Arizona is facing yet another challenge over a 2005 law imposing a tax on car rental companies to help pay for the Cardinals football stadium.
Attorneys for Enterprise Leasing Co. of Phoenix and Vanguard Car Rental claim the levy is structured in a way that discriminates against residents of other states visiting Arizona who have to rent a car here. They said that runs afoul of federal constitutional provisions on interstate commerce.
They also charge that using the proceeds of a tax on rental cars runs afoul of a provision of the Arizona Constitution which says levies on the operation of motor vehicles can be used only for roads and highways.
Amy Rezzonico, spokeswoman for the state Attorney General’s Office, said her lawyers have not yet seen this lawsuit.
But she noted the state is fighting a similar claim filed by another car rental company in 2010. And Rezzonico said her office believes the levy is legal.
At the heart of the fight are actually two separate levies.
One is a 3.5 percent tax on car rentals; the other is a 1 percent tax on hotel rooms.
Both are a direct result of demands by Cardinals owner Bill Bidwill for a place for the football team other than Sun Devil Stadium at Arizona State University in Tempe. Bidwill threatened to move unless taxpayers financed a stadium, one where he would control more revenue.
In 1999, Mesa voters rejected a sales tax increase to finance a stadium. Then-Gov. Jane Hull created a task force to find a way to build a stadium.
Hull specifically told task force members to develop a mechanism to “minimize impact on the average citizen.”
The plan they adopted requires the Cardinals to invest $85 million — about a quarter of the construction costs — with another $10 million from the Fiesta Bowl organization. The $274 million balance, according to the authority documents, comes “not from ordinary Arizona citizens but from out-of-state visitors who rent hotel rooms and cars.”

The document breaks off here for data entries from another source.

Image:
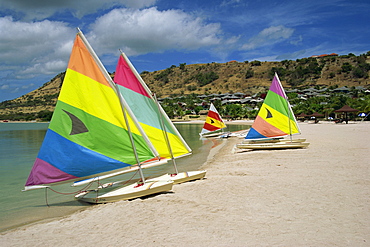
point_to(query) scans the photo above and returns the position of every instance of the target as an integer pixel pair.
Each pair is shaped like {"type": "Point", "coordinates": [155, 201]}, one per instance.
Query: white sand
{"type": "Point", "coordinates": [319, 196]}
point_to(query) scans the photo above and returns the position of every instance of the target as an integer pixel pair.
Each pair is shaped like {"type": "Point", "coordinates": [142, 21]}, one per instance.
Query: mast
{"type": "Point", "coordinates": [124, 104]}
{"type": "Point", "coordinates": [166, 136]}
{"type": "Point", "coordinates": [161, 111]}
{"type": "Point", "coordinates": [124, 107]}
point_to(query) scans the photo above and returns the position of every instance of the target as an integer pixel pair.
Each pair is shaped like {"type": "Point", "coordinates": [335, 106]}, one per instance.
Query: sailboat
{"type": "Point", "coordinates": [153, 119]}
{"type": "Point", "coordinates": [213, 125]}
{"type": "Point", "coordinates": [275, 120]}
{"type": "Point", "coordinates": [93, 135]}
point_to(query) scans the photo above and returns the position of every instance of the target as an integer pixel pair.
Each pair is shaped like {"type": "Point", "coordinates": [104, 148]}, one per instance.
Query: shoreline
{"type": "Point", "coordinates": [303, 197]}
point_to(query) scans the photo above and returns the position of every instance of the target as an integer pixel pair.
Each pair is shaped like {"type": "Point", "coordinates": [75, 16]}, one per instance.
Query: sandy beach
{"type": "Point", "coordinates": [319, 196]}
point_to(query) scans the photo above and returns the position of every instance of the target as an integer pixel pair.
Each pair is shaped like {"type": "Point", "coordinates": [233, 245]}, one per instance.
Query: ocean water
{"type": "Point", "coordinates": [19, 145]}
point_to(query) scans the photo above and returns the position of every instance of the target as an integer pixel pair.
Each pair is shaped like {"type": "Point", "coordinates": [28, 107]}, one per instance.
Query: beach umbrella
{"type": "Point", "coordinates": [345, 109]}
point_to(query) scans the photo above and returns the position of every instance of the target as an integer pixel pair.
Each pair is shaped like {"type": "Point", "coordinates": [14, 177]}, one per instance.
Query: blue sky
{"type": "Point", "coordinates": [36, 36]}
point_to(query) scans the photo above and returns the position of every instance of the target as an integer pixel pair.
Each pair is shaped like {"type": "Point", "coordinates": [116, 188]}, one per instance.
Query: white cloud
{"type": "Point", "coordinates": [34, 48]}
{"type": "Point", "coordinates": [151, 30]}
{"type": "Point", "coordinates": [269, 36]}
{"type": "Point", "coordinates": [40, 9]}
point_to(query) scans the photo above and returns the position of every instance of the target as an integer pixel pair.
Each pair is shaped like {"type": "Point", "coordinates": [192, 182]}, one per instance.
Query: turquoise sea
{"type": "Point", "coordinates": [19, 145]}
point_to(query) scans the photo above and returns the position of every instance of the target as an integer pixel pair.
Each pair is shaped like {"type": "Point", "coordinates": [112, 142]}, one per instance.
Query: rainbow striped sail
{"type": "Point", "coordinates": [213, 121]}
{"type": "Point", "coordinates": [154, 121]}
{"type": "Point", "coordinates": [88, 134]}
{"type": "Point", "coordinates": [275, 118]}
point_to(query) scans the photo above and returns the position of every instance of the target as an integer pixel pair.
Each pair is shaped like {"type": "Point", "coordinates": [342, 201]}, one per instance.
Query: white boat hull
{"type": "Point", "coordinates": [125, 193]}
{"type": "Point", "coordinates": [273, 145]}
{"type": "Point", "coordinates": [273, 141]}
{"type": "Point", "coordinates": [181, 177]}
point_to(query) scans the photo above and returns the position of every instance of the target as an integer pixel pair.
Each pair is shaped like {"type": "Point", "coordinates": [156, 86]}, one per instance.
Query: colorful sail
{"type": "Point", "coordinates": [154, 121]}
{"type": "Point", "coordinates": [213, 121]}
{"type": "Point", "coordinates": [87, 134]}
{"type": "Point", "coordinates": [275, 118]}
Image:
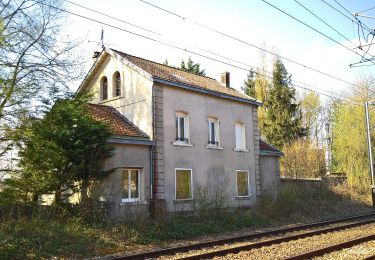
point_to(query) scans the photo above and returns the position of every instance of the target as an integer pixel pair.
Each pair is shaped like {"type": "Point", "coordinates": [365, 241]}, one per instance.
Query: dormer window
{"type": "Point", "coordinates": [117, 84]}
{"type": "Point", "coordinates": [104, 88]}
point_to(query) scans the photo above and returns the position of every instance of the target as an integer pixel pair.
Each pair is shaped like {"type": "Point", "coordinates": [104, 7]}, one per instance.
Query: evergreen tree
{"type": "Point", "coordinates": [283, 122]}
{"type": "Point", "coordinates": [249, 84]}
{"type": "Point", "coordinates": [192, 67]}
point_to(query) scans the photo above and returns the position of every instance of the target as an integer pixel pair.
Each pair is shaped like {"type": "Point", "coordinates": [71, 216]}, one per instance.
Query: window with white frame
{"type": "Point", "coordinates": [182, 127]}
{"type": "Point", "coordinates": [242, 183]}
{"type": "Point", "coordinates": [239, 129]}
{"type": "Point", "coordinates": [183, 184]}
{"type": "Point", "coordinates": [213, 132]}
{"type": "Point", "coordinates": [131, 185]}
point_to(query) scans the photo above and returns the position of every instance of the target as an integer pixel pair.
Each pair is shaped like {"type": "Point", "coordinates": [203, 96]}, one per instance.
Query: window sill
{"type": "Point", "coordinates": [214, 147]}
{"type": "Point", "coordinates": [240, 150]}
{"type": "Point", "coordinates": [243, 197]}
{"type": "Point", "coordinates": [182, 201]}
{"type": "Point", "coordinates": [182, 144]}
{"type": "Point", "coordinates": [133, 203]}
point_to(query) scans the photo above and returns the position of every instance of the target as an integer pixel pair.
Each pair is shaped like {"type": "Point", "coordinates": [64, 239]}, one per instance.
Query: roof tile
{"type": "Point", "coordinates": [176, 75]}
{"type": "Point", "coordinates": [118, 123]}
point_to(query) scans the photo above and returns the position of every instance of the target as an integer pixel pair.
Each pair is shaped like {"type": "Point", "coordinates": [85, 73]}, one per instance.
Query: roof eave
{"type": "Point", "coordinates": [271, 153]}
{"type": "Point", "coordinates": [206, 91]}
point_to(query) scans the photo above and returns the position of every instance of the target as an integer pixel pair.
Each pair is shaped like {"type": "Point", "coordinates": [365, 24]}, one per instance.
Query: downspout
{"type": "Point", "coordinates": [152, 171]}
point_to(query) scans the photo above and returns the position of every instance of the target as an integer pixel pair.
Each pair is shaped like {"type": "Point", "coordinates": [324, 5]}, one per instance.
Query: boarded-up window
{"type": "Point", "coordinates": [183, 184]}
{"type": "Point", "coordinates": [104, 88]}
{"type": "Point", "coordinates": [131, 184]}
{"type": "Point", "coordinates": [182, 128]}
{"type": "Point", "coordinates": [213, 132]}
{"type": "Point", "coordinates": [242, 183]}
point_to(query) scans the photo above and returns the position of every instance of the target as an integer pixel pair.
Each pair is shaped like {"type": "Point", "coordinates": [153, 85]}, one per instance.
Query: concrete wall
{"type": "Point", "coordinates": [135, 101]}
{"type": "Point", "coordinates": [111, 188]}
{"type": "Point", "coordinates": [270, 173]}
{"type": "Point", "coordinates": [211, 168]}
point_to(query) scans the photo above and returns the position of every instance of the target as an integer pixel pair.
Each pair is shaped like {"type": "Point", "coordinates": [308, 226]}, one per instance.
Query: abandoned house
{"type": "Point", "coordinates": [176, 133]}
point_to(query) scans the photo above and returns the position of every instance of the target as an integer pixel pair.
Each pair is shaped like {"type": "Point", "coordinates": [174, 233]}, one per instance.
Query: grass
{"type": "Point", "coordinates": [76, 238]}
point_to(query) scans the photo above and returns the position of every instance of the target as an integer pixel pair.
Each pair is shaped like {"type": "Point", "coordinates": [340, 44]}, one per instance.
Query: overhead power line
{"type": "Point", "coordinates": [366, 10]}
{"type": "Point", "coordinates": [314, 29]}
{"type": "Point", "coordinates": [356, 21]}
{"type": "Point", "coordinates": [320, 19]}
{"type": "Point", "coordinates": [114, 18]}
{"type": "Point", "coordinates": [338, 97]}
{"type": "Point", "coordinates": [249, 44]}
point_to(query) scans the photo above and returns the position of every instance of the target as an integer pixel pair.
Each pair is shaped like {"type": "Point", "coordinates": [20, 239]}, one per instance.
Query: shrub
{"type": "Point", "coordinates": [302, 160]}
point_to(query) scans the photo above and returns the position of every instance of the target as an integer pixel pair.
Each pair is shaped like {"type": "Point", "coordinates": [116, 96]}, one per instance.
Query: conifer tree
{"type": "Point", "coordinates": [283, 122]}
{"type": "Point", "coordinates": [192, 67]}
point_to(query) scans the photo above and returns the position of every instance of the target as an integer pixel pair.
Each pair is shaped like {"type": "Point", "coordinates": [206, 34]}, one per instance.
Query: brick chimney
{"type": "Point", "coordinates": [225, 79]}
{"type": "Point", "coordinates": [96, 55]}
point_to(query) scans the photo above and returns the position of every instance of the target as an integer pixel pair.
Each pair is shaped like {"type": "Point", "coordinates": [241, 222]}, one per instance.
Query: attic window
{"type": "Point", "coordinates": [104, 88]}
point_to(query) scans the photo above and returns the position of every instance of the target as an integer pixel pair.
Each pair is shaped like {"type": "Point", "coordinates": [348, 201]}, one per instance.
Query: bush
{"type": "Point", "coordinates": [302, 160]}
{"type": "Point", "coordinates": [208, 202]}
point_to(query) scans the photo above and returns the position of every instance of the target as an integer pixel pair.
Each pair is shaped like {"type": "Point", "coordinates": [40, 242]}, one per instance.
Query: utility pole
{"type": "Point", "coordinates": [370, 153]}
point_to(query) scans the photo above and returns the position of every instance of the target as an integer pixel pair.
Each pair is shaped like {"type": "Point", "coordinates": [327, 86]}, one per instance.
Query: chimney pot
{"type": "Point", "coordinates": [225, 79]}
{"type": "Point", "coordinates": [96, 55]}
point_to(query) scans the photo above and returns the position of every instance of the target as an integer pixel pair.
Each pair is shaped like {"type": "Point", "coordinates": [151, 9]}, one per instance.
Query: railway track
{"type": "Point", "coordinates": [356, 221]}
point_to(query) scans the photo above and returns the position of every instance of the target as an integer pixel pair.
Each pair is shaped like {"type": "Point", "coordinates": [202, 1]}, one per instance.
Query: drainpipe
{"type": "Point", "coordinates": [152, 171]}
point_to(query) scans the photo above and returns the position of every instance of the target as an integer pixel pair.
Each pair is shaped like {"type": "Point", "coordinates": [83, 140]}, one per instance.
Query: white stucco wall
{"type": "Point", "coordinates": [211, 168]}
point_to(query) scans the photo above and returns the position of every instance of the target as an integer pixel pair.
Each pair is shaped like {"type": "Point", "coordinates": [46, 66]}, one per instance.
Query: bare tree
{"type": "Point", "coordinates": [36, 65]}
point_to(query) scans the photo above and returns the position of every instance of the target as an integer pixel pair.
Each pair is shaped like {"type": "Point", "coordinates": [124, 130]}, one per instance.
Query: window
{"type": "Point", "coordinates": [116, 84]}
{"type": "Point", "coordinates": [131, 184]}
{"type": "Point", "coordinates": [183, 184]}
{"type": "Point", "coordinates": [242, 180]}
{"type": "Point", "coordinates": [213, 132]}
{"type": "Point", "coordinates": [240, 136]}
{"type": "Point", "coordinates": [104, 88]}
{"type": "Point", "coordinates": [182, 128]}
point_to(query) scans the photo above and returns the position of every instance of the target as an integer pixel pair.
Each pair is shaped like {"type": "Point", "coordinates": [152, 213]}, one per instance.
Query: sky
{"type": "Point", "coordinates": [252, 21]}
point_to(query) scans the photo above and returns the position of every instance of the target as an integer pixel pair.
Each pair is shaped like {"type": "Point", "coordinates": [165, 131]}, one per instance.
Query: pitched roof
{"type": "Point", "coordinates": [118, 123]}
{"type": "Point", "coordinates": [266, 148]}
{"type": "Point", "coordinates": [176, 75]}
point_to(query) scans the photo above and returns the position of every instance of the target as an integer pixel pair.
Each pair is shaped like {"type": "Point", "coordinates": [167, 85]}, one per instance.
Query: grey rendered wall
{"type": "Point", "coordinates": [270, 174]}
{"type": "Point", "coordinates": [214, 169]}
{"type": "Point", "coordinates": [137, 156]}
{"type": "Point", "coordinates": [135, 101]}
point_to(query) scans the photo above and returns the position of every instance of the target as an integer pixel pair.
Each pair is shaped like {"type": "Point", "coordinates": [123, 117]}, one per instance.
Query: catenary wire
{"type": "Point", "coordinates": [201, 49]}
{"type": "Point", "coordinates": [366, 10]}
{"type": "Point", "coordinates": [250, 44]}
{"type": "Point", "coordinates": [340, 12]}
{"type": "Point", "coordinates": [186, 50]}
{"type": "Point", "coordinates": [320, 19]}
{"type": "Point", "coordinates": [314, 29]}
{"type": "Point", "coordinates": [343, 7]}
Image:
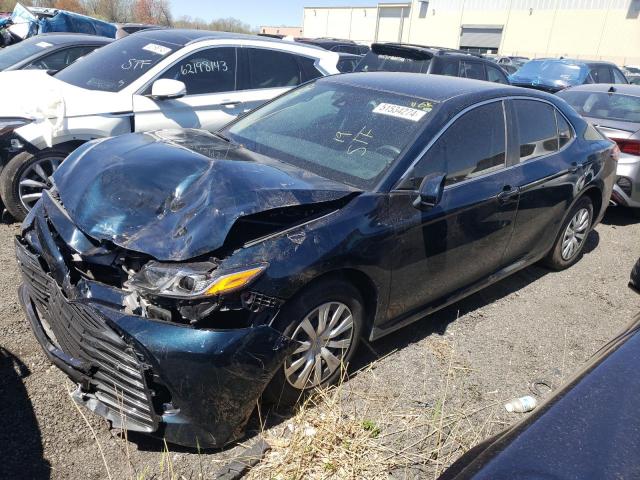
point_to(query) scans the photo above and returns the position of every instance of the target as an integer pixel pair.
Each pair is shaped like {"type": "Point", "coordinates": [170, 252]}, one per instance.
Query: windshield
{"type": "Point", "coordinates": [625, 108]}
{"type": "Point", "coordinates": [341, 132]}
{"type": "Point", "coordinates": [117, 65]}
{"type": "Point", "coordinates": [549, 72]}
{"type": "Point", "coordinates": [13, 54]}
{"type": "Point", "coordinates": [373, 62]}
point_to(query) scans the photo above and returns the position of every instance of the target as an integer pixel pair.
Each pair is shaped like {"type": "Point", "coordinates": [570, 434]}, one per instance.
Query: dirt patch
{"type": "Point", "coordinates": [422, 396]}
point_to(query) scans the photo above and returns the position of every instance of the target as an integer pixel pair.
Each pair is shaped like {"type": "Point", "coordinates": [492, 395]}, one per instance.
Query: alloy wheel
{"type": "Point", "coordinates": [325, 335]}
{"type": "Point", "coordinates": [575, 234]}
{"type": "Point", "coordinates": [35, 179]}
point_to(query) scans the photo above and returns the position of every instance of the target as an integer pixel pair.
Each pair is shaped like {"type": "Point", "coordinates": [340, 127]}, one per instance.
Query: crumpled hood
{"type": "Point", "coordinates": [155, 194]}
{"type": "Point", "coordinates": [36, 94]}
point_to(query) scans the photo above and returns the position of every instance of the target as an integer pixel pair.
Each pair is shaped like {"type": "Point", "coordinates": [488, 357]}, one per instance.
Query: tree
{"type": "Point", "coordinates": [154, 12]}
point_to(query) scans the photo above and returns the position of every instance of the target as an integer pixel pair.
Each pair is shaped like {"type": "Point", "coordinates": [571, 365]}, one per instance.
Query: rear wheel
{"type": "Point", "coordinates": [25, 177]}
{"type": "Point", "coordinates": [326, 320]}
{"type": "Point", "coordinates": [570, 243]}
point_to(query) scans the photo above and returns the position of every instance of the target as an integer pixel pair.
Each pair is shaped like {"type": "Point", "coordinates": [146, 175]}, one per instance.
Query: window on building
{"type": "Point", "coordinates": [424, 9]}
{"type": "Point", "coordinates": [537, 129]}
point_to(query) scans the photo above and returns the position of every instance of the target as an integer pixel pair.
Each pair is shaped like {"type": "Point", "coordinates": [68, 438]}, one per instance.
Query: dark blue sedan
{"type": "Point", "coordinates": [177, 276]}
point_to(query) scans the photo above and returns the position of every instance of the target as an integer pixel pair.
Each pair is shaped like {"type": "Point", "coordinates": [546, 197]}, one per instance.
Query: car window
{"type": "Point", "coordinates": [472, 70]}
{"type": "Point", "coordinates": [474, 145]}
{"type": "Point", "coordinates": [565, 133]}
{"type": "Point", "coordinates": [347, 65]}
{"type": "Point", "coordinates": [341, 132]}
{"type": "Point", "coordinates": [60, 59]}
{"type": "Point", "coordinates": [271, 69]}
{"type": "Point", "coordinates": [117, 65]}
{"type": "Point", "coordinates": [206, 71]}
{"type": "Point", "coordinates": [450, 68]}
{"type": "Point", "coordinates": [604, 105]}
{"type": "Point", "coordinates": [495, 75]}
{"type": "Point", "coordinates": [601, 74]}
{"type": "Point", "coordinates": [308, 66]}
{"type": "Point", "coordinates": [536, 127]}
{"type": "Point", "coordinates": [618, 77]}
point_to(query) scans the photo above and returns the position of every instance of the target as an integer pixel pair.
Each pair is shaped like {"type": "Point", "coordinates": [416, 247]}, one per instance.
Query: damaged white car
{"type": "Point", "coordinates": [153, 79]}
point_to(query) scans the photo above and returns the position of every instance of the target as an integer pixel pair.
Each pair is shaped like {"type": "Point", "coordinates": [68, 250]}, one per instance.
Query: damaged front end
{"type": "Point", "coordinates": [177, 350]}
{"type": "Point", "coordinates": [137, 286]}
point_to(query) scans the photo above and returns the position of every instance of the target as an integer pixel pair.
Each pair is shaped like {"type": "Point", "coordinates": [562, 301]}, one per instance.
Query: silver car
{"type": "Point", "coordinates": [615, 110]}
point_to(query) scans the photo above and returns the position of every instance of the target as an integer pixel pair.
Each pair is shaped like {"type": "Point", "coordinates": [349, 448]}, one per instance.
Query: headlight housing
{"type": "Point", "coordinates": [10, 124]}
{"type": "Point", "coordinates": [191, 280]}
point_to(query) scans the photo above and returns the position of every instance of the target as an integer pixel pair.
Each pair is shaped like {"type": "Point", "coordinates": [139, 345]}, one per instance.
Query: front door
{"type": "Point", "coordinates": [212, 99]}
{"type": "Point", "coordinates": [461, 240]}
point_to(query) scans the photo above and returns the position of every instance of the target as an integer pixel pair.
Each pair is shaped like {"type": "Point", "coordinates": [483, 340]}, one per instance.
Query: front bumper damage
{"type": "Point", "coordinates": [193, 387]}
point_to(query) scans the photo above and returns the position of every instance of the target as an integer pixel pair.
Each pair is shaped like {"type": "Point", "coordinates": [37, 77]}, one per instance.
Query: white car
{"type": "Point", "coordinates": [150, 80]}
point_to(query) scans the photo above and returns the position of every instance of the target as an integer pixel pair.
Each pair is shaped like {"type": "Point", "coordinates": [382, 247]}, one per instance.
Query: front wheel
{"type": "Point", "coordinates": [326, 320]}
{"type": "Point", "coordinates": [25, 177]}
{"type": "Point", "coordinates": [570, 243]}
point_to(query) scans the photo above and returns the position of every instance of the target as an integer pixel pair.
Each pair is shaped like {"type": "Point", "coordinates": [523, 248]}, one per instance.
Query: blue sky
{"type": "Point", "coordinates": [256, 12]}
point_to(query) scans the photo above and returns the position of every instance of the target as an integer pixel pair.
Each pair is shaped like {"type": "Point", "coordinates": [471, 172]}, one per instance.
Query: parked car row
{"type": "Point", "coordinates": [208, 224]}
{"type": "Point", "coordinates": [152, 79]}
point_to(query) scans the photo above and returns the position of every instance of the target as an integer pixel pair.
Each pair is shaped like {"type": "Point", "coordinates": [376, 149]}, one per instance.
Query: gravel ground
{"type": "Point", "coordinates": [478, 352]}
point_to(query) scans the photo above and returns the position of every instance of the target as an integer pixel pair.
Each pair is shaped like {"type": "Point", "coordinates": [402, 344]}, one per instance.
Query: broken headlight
{"type": "Point", "coordinates": [191, 280]}
{"type": "Point", "coordinates": [10, 124]}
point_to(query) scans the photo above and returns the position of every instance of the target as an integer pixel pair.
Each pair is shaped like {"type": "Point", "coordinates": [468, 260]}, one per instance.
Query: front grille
{"type": "Point", "coordinates": [117, 377]}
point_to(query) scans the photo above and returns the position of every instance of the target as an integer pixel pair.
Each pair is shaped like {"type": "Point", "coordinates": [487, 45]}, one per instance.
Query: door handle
{"type": "Point", "coordinates": [507, 193]}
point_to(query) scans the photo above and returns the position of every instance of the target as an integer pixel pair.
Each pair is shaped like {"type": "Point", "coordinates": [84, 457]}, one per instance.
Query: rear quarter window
{"type": "Point", "coordinates": [537, 130]}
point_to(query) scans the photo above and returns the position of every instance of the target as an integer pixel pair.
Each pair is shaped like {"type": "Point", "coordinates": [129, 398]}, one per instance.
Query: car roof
{"type": "Point", "coordinates": [433, 87]}
{"type": "Point", "coordinates": [344, 55]}
{"type": "Point", "coordinates": [574, 61]}
{"type": "Point", "coordinates": [59, 38]}
{"type": "Point", "coordinates": [606, 87]}
{"type": "Point", "coordinates": [425, 48]}
{"type": "Point", "coordinates": [184, 37]}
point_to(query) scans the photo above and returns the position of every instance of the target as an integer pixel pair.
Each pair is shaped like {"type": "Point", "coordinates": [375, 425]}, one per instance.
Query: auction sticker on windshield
{"type": "Point", "coordinates": [155, 48]}
{"type": "Point", "coordinates": [399, 111]}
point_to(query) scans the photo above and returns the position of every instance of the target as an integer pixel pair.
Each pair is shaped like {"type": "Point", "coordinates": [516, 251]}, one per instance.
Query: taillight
{"type": "Point", "coordinates": [632, 147]}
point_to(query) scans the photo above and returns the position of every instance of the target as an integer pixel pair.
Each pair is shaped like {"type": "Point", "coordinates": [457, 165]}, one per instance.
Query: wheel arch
{"type": "Point", "coordinates": [362, 282]}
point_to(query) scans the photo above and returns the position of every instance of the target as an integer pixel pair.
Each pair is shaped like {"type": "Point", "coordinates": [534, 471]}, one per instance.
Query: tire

But it wasn’t even that simple.
The levy on those who rent a car in Maricopa County was set at 3.5 percent, or $2.50, whichever is greater. But there was an exception: Anyone who got a car as a temporary replacement vehicle would be subject solely to the $2.50 levy. And repair shops that provided a rental vehicle would owe nothing.
A 2005 challenge to the levy filed by a couple of visitors from Michigan was thrown out of court.
The Arizona Court of Appeals acknowledged the two men did have to pay more on their car rental and hotel bills.
But the judges pointed out that Arizona lawmakers crafted this levy — like others already on the books — not as a “sales tax” but instead as a “transaction privilege tax.” And that, technically, is a tax paid by the businesses.
What that means, they concluded, is that only the businesses affected have legal standing to challenge the legality of the levy, something they have not done. And Judge Maurice Portley, writing for the court, said the fact that businesses routinely pass on the cost to customers is legally irrelevant.
That resulted first in the 2010 lawsuit by Saban Rent-A-Car and now the new one by Enterprise and Vanguard.
But it also resulted in a curious side effect.
“The rental car companies, our clients, will keep the refund because the Court of Appeals held that the taxpayer was the rental company, not the customer,” said attorney Shawn Aiken, who represents Saban. The question of whether the tax was passed along to customers then become irrelevant.
Both lawsuits are based on a provision in the U.S. Constitution which says only Congress can regulate interstate commerce.
“This power implies a ‘negative’ converse, known as the dormant Commerce Clause, which prevents the states from impeding the free flow of goods and commerce from one state to another,” they wrote. And that, they argue, prohibits “protectionist” state regulations that benefit in-state interests by burdening out-of-state competitors.
“Here the taxes violate the dormant Commerce Clause, discriminating against interstate commerce by favoring Arizona residents over out-of-state residents,” the lawsuit claims.
The lawyers point out that preference is clear in the law because it contains an exemption available only to Arizona residents. And they cited the motivation of those who crafted the levy which was to shift the financial burden of the stadium from Arizonans to those from elsewhere.
In defending the levy, attorneys for the state have argued it is simply a levy based on each car rental firm’s business of leasing or renting motor vehicles designed to operate on Arizona streets. “As such, the Arizona Sports and Tourism Authority tax does not apply to any interstate transaction.”
They also cite that earlier appellate court ruling which says the tax is on the rental car companies and not on the customers, whether from Arizona or elsewhere. That, they argued, means that, at least from the perspective of the rental firms, there is no discrimination.
Funds from the levy, which runs through March 2031, pay not only for the stadium but also provide cash for tourism promotion, spring training facilities in Maricopa County as well as youth and amateur sports leagues.